Here, only one developer material is used and only one or one set of developer units, all having the same electrical bias, is employed. As shown, curve A is highly non-linear, being concave. Alternatively, if the two developer units of the present invention are employed, the characteristics of the development system may be regulated to produce a curve B which approximates the linear relationship shown by curve C. Curve B is characteristic of a piecewise development system. Developer unit 36 produces the curve B1 alone while developer units 34 and 36 combine to produce the curve B2. The curve B was produced by the development system 32 with the developer units having the following characteristics:$${\text{N}}_{\text{a}}\text{=0.390}$$$${\text{N}}_{\text{b}}\text{= 0.075}$$$${\text{V}}_{\text{bias-b}}\text{= 240 volts}$$$${\text{V}}_{\text{bias-a}}\text{= 650 volts}$$

T_a = T_b = T, developer unit 34 and developer unit 36 use the same developer material which have the same triboelectric charge, T.$$\text{k/T = 0.036 volts⁻¹}$$$$\text{V₀ = 850 volts}$$$${\text{V}}_{\text{bg}}\text{= 90 volts}$$$${\text{D}}_{\text{max}}\text{= 1.25}$$

Turning now to Figure 4, there is shown curve D which illustrates the curve for a normal development system showing that the developed mass versus image potential is linear. All systems generally have this type of curve, or worse yet, a concave down mass versus image potential curve. Curve E represents a piecewise development system where E1 represents the characteristics of developer unit 36 and curve E2 that of developer units 34 and 36. The electrical bias of developer unit 36 is set at the normal electrical bias and the electrical bias of developer unit 34 is set much higher, at the desired breakpoint in the development curve. Thus, when the latent image passes through developer unit 34, if the image potential is below the breakpoint, a cleaning field is present and there will be no development. The latent image then progresses to developer unit 36 and will be developed. The resulting development curve will be similar to curve E1. Alternatively, if the latent image has a potential over the breakpoint, the latent image will be developed by both developer units 34 and 36. The resulting developability and mass deposition will be higher and will produce a development curve similar to curve E2.
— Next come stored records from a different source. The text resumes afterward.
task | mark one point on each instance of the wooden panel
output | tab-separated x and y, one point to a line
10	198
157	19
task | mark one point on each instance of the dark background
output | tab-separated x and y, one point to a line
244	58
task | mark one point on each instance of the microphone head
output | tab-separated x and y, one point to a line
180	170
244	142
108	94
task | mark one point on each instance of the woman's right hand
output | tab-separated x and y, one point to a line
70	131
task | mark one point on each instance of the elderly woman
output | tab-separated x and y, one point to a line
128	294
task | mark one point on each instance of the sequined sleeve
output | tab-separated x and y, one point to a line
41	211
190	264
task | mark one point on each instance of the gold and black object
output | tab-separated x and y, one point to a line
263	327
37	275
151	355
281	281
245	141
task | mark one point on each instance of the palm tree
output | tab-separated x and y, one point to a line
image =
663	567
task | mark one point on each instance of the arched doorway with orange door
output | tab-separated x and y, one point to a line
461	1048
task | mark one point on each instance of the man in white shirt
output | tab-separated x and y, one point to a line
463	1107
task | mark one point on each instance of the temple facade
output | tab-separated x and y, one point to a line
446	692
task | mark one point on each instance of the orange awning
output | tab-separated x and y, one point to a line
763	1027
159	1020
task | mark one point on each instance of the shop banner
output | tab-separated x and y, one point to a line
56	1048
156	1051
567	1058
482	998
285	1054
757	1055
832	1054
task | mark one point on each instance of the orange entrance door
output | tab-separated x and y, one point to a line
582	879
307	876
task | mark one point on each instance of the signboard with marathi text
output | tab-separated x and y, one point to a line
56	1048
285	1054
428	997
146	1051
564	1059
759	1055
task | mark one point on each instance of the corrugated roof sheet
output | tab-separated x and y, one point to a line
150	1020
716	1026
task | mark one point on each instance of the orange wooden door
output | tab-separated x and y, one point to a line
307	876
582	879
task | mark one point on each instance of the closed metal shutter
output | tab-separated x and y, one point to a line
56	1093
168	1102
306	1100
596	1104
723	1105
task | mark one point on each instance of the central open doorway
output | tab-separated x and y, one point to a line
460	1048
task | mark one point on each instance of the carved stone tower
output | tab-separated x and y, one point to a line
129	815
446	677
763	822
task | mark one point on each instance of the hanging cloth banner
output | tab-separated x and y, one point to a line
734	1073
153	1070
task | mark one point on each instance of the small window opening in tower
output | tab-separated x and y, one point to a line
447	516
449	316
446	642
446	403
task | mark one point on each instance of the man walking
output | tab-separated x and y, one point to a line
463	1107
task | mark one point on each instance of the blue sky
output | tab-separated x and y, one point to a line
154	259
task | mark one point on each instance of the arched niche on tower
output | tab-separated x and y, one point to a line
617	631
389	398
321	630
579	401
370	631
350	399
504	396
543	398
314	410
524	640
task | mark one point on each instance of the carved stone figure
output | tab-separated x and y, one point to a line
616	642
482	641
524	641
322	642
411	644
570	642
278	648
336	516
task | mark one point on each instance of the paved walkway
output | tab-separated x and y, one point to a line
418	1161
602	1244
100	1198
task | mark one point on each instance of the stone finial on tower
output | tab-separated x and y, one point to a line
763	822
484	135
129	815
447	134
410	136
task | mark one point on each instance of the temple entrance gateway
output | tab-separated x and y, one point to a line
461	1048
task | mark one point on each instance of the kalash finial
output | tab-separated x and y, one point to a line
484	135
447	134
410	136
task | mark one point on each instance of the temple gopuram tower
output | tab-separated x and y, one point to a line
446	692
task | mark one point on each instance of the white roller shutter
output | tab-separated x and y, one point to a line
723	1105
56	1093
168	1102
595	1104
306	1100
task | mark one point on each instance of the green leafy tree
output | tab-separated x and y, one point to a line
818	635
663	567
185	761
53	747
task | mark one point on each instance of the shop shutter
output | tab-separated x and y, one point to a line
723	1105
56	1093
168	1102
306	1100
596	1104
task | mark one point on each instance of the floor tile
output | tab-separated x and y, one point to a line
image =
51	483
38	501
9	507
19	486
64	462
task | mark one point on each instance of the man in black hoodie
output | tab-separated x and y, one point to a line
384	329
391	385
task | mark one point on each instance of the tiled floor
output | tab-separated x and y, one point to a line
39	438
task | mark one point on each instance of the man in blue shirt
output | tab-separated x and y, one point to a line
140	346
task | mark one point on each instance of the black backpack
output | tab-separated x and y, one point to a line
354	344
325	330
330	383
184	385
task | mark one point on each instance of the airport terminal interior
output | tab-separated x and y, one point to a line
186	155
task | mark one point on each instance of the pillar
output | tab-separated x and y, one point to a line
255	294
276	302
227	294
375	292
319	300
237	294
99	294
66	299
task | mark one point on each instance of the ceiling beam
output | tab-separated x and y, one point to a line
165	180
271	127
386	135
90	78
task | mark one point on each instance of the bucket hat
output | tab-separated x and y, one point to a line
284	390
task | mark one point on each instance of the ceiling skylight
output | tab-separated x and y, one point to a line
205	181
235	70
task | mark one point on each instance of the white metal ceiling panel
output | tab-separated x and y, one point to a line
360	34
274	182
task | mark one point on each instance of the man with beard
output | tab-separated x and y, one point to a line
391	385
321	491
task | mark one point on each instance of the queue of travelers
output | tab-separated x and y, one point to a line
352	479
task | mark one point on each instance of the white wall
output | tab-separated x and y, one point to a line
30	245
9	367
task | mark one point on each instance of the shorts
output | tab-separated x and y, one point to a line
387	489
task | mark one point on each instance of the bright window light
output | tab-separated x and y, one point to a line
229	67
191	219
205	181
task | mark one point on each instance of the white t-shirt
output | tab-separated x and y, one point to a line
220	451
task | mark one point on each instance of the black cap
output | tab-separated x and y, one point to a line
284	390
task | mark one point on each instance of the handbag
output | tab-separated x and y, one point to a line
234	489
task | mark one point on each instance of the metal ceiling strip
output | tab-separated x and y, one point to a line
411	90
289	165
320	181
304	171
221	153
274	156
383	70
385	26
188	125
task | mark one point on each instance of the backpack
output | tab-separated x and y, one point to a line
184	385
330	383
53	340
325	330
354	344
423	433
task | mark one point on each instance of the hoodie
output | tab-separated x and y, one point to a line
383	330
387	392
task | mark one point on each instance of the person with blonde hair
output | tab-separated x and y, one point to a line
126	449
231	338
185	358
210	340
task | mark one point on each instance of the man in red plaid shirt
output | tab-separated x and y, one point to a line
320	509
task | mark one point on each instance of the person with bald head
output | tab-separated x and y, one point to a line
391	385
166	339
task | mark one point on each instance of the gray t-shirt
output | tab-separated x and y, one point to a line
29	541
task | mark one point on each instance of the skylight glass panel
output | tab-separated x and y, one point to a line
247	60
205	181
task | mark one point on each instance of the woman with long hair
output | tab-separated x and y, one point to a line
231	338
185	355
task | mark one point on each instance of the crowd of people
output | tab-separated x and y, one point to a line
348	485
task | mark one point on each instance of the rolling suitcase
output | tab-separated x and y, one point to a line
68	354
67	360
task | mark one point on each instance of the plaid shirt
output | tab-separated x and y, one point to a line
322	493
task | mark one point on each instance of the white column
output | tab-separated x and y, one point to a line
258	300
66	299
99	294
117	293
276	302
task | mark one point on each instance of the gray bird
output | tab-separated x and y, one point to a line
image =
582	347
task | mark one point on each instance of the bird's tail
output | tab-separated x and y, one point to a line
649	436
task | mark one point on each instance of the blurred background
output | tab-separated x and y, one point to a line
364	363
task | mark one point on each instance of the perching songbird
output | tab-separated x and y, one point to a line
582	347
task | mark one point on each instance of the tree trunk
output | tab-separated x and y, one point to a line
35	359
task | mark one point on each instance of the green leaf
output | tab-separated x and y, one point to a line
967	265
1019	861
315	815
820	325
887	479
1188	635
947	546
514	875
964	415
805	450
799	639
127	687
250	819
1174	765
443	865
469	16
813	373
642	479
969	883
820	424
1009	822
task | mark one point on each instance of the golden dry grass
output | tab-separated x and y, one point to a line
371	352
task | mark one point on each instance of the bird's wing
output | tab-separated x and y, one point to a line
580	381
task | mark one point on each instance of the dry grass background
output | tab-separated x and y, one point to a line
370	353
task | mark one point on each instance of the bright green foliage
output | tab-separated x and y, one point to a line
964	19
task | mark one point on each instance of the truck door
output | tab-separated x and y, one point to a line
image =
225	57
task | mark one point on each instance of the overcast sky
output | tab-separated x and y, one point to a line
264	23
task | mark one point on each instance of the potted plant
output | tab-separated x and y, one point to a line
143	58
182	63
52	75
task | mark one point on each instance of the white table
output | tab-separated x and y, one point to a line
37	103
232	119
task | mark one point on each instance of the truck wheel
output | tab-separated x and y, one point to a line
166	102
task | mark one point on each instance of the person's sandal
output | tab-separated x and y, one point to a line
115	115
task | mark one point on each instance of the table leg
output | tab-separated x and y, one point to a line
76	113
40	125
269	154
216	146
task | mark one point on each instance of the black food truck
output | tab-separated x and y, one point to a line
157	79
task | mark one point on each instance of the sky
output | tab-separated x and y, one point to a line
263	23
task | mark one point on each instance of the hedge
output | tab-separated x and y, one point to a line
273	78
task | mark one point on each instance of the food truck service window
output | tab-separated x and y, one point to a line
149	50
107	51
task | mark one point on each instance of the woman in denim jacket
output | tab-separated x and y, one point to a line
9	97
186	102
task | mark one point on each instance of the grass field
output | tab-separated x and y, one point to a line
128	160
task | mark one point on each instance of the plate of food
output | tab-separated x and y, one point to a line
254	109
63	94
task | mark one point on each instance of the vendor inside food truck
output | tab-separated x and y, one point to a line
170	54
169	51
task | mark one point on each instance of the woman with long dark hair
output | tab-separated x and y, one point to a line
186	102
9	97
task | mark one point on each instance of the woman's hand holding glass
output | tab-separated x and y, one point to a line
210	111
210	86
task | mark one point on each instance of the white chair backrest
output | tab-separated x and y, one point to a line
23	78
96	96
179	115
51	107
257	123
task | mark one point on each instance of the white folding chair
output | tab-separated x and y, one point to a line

It will be appreciated that while only two developer units have been described to achieve piecewise development, any number of developer units, i.e. two or more developer units, may be used. In addition, each of the developer units may have any number of developer rollers, i.e. one or more developer rollers, which, for each developer unit, are electrically biased to the same voltage level. In each case the developer units are electrically biased to different voltage levels to achieve piecewise development so that the output density of the copy is substantially the same as the density of the original document. Moreover, different types of developer materials may be used. For example, single component developer material, as well as liquid developer materials may be used.

In recapitulation, the development apparatus described above linearizes the copy density output with respect to the density of the original document. This is achieved by using two developer units operating in a piecewise fashion. Thus, one developer unit develops the latent image over one region and both developer unit develop the latent image over another region. In this way, the density of the developer material deposited on the latent image by one of the developer units approximates that of the original document over one region and the density of the developer material deposited on the latent image by both of the developer units approximates that of the original document over another region. The resultant density of the copy is substantially the same as that of the original document.